Fragen & Antworten: Was lief schief bei den Presseplätzen?

München (dpa) - Das Oberlandesgericht München hat zwei Tage vor dem geplanten Start den Prozess wegen der Morde und Terroranschläge des „Nationalsozialistischen Untergrunds“ (NSU) verschoben. Der Grund: Nach einer Entscheidung des Bundesverfassungsgerichts müssen mindestens drei Plätze für türkische und griechische Journalisten reserviert werden.

Jetzt wird das Verfahren neu eröffnet.

Was lief schief bei der Vergabe der Journalistenplätze?

Das OLG hatte die 50 reservierten Plätze im Saal zunächst strikt nach der Reihenfolge der Anmeldungen vergeben. Türkische Medien gingen dabei leer aus. Die türkische Zeitung „Sabah“ zog vor das Bundesverfassungsgericht - und bekam Recht: Karlsruhe ordnete an, „eine angemessene Zahl von Sitzplätzen“ müsse für Medien mit besonderem Bezug zu den Opfern der Neonazi-Terroristen reserviert werden. Acht der Mordopfer waren türkischer Herkunft, einer stammte aus Griechenland.

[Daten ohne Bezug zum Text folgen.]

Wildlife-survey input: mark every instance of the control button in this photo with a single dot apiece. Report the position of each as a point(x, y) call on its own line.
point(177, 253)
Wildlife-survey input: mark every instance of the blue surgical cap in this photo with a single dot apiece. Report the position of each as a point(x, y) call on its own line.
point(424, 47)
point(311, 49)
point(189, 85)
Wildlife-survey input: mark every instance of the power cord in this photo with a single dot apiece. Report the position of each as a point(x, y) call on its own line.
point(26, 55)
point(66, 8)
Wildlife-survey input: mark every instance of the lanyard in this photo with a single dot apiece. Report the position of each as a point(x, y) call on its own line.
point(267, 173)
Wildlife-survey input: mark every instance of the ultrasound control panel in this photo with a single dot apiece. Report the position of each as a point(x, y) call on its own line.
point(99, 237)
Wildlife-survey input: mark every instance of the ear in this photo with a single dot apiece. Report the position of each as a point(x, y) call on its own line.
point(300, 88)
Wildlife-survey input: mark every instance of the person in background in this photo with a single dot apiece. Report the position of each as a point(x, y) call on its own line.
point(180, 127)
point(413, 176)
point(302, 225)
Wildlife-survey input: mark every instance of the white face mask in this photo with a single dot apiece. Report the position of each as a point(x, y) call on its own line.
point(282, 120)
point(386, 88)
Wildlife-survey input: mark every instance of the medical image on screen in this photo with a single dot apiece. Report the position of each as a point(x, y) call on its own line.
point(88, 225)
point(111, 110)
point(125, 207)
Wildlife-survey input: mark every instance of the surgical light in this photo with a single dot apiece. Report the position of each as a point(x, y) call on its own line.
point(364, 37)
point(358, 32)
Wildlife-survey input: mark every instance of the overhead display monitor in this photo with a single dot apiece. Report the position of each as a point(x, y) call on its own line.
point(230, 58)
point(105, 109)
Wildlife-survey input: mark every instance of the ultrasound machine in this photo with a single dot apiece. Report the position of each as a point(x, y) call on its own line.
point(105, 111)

Warum hat das Gericht nicht einfach zusätzliche Plätze für ausländische Medien geschaffen?

Das Bundesverfassungsgericht nennt in seinem Beschluss ausdrücklich diese Möglichkeit. Doch das ist nicht unbedingt ein Freibrief: Es handelt sich um eine Eilentscheidung nach vorläufiger Abwägung. Außerdem musste das OLG einräumen, dass wegen eines technischen Fehlers nicht alle Medien gleichzeitig vom Beginn der Akkreditierungsfrist erfahren hatten. Das wäre durch die Vergabe von Zusatzplätzen nicht geheilt worden. Zudem ist der Platz im Gerichtssaal ohnehin sehr eng. Zusätzliche Plätze für ausländische Medien müssten entweder vom allgemeinen Zuschauerkontingent oder von den anderen Presseplätzen abgezogen werden. Auch hier wollte das OLG wohl kein Risiko eingehen, dass eine Behelfsregelung wieder juristisch angegriffen wird.

Wie geht es jetzt weiter?

Klar ist nur: Der Prozess soll am 6. Mai starten. Welche Medien dabei sind, ist wieder völlig offen - ebenso wie die Modalitäten der Akkreditierung. Der Senatsvorsitzende Manfred Götzl lässt bisher nur mitteilen, dass er nach dem Karlsruher Beschluss vom Freitag ein neues Akkreditierungsverfahren für notwendig hält - und dass dies bis zum ursprünglich geplanten Prozessbeginn am Mittwoch organisatorisch nicht mehr umsetzbar gewesen wäre. Gerichtssprecherin Margarete Nötzel sagt, sie habe „nicht die geringste Ahnung“, nach welchen Kriterien der Senat jetzt die Journalistenplätze vergeben werde.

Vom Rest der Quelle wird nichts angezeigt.